Zosia Chustecka

June 06, 2007

June 6, 2007 (Chicago) — Shark cartilage, marketed as an "alternative medicine" for use in cancer, was shown to have no effect in a large phase 3 study sponsored by the National Cancer Institute (NCI). The supplement was added to treatment with chemoradiation in patients with non–small-cell lung cancer (NSCLC) and was shown to have no effect on survival when compared with placebo.

The study was reported here at the American Society of Clinical Oncology (ASCO) 43rd Annual Meeting by Charles Lu, MD, from the University of Texas MD Anderson Cancer Center, in Houston. "These results definitely demonstrate that this shark-cartilage extract is not effective," he said, and "they do not support the routine use of these products as anticancer therapies."

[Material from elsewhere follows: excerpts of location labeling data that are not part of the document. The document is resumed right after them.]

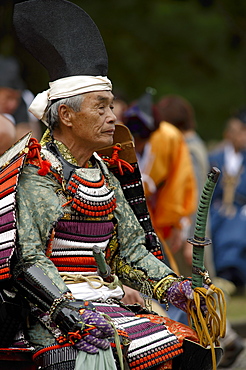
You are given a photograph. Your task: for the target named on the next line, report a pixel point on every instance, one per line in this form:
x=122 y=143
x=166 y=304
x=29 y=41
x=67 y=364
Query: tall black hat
x=10 y=73
x=62 y=37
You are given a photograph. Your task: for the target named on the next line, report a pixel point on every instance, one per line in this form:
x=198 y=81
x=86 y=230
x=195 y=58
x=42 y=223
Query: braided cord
x=213 y=326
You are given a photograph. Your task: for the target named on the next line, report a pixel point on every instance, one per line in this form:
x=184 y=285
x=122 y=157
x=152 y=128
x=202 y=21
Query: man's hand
x=132 y=296
x=97 y=330
x=180 y=292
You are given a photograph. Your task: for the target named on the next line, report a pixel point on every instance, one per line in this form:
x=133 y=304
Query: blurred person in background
x=7 y=134
x=15 y=99
x=178 y=111
x=228 y=206
x=166 y=168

Shark cartilage has been a controversial product and has been very popular among cancer patients, but this study shows that "it provides no benefit at all," commented Bruce Cheson, MD, from the Lombardi Comprehensive Cancer Center and Georgetown University Hospital, in Washington, DC. "We have needed studies like this, rigorous and carefully controlled trials to provide us with scientific evidence about the supplements our patients are taking," he commented while moderating an ASCO press briefing at which the study was highlighted.

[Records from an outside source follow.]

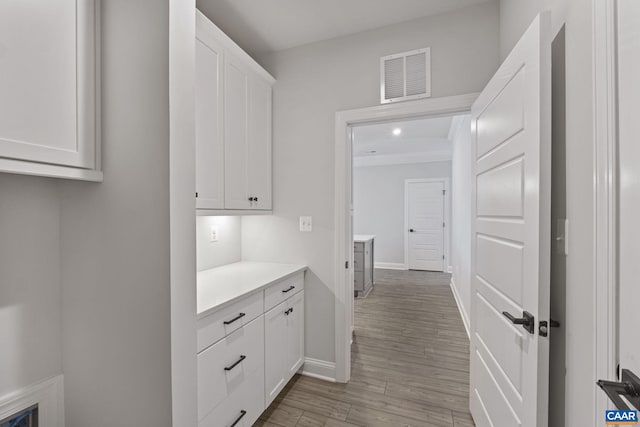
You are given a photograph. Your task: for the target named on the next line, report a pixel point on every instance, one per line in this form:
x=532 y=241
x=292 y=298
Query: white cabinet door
x=48 y=82
x=236 y=134
x=295 y=334
x=209 y=136
x=259 y=161
x=275 y=345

This study arose from a US congressional mandate to the NCI in the late 1990s, when the growing popularity of shark-cartilage extract for use in cancer was seen as a public health issue, Dr. Lu explained to Medscape. It was designed as a definitive trial to show whether or not the product works, he added. The theory behind its use in cancer rests on the fact that cartilage is an avascular tissue, and so it may contain inhibitors of angiogenesis that could be useful in stopping tumor growth, he explained. There is also the intriguing fact that the incidence of cancer is very rare in sharks.

The product used in this trial was AE-941 (Neovastat), which was donated by the manufacturer, Aeterna Zenartis. This product is unusual in that it was never sold over the counter, unlike other shark-cartilage supplements. It was being developed by Aeterna Zenartis as a pharmaceutical for use in cancer, but the company announced recently that this project has been dropped. The company has several other pharmaceuticals in its pipeline for use in cancer, which it featured at a marketing booth in the exhibition hall, and early results on 2 products were featured in other presentations during the meeting.

The study was conducted in 384 patients with stage 3 NSCLC at 53 sites in the United States and Canada. Depending on the site, patients received either carboplatin and paclitaxel or cisplatin and vinorelbine, given both as induction chemotherapy and then concomitantly with radiation. In addition, patients were randomized to receive either placebo or liquid shark-cartilage extract, 120 mL orally twice daily.

After a median follow-up of 3.7 years, there was no significant difference in the overall survival between the 2 groups (15.6 months for placebo vs 14.4 months for shark cartilage; P = .73).

"Clearly, these results demonstrate that AE-941 is not an effective therapeutic agent for lung cancer," Dr. Lu concluded. "So, too, these findings have to cast major skepticism on shark-cartilage products that are being sold for profit and have no data to support their efficacy as cancer-fighting agents.

"We have absolutely no data showing improvements in survival, tumor shrinkage, and/or clinical benefits to patients," he added. "Now when patients ask their oncologists about shark cartilage, physicians can point to this large NCI-sponsored phase 3 trial and tell their patients that, at this point, the only studies that have been done with cartilage-derived products have been negative."


American Society of Clinical Oncology 43rd Annual Meeting: Abstract 7527. Presented June 2, 2007.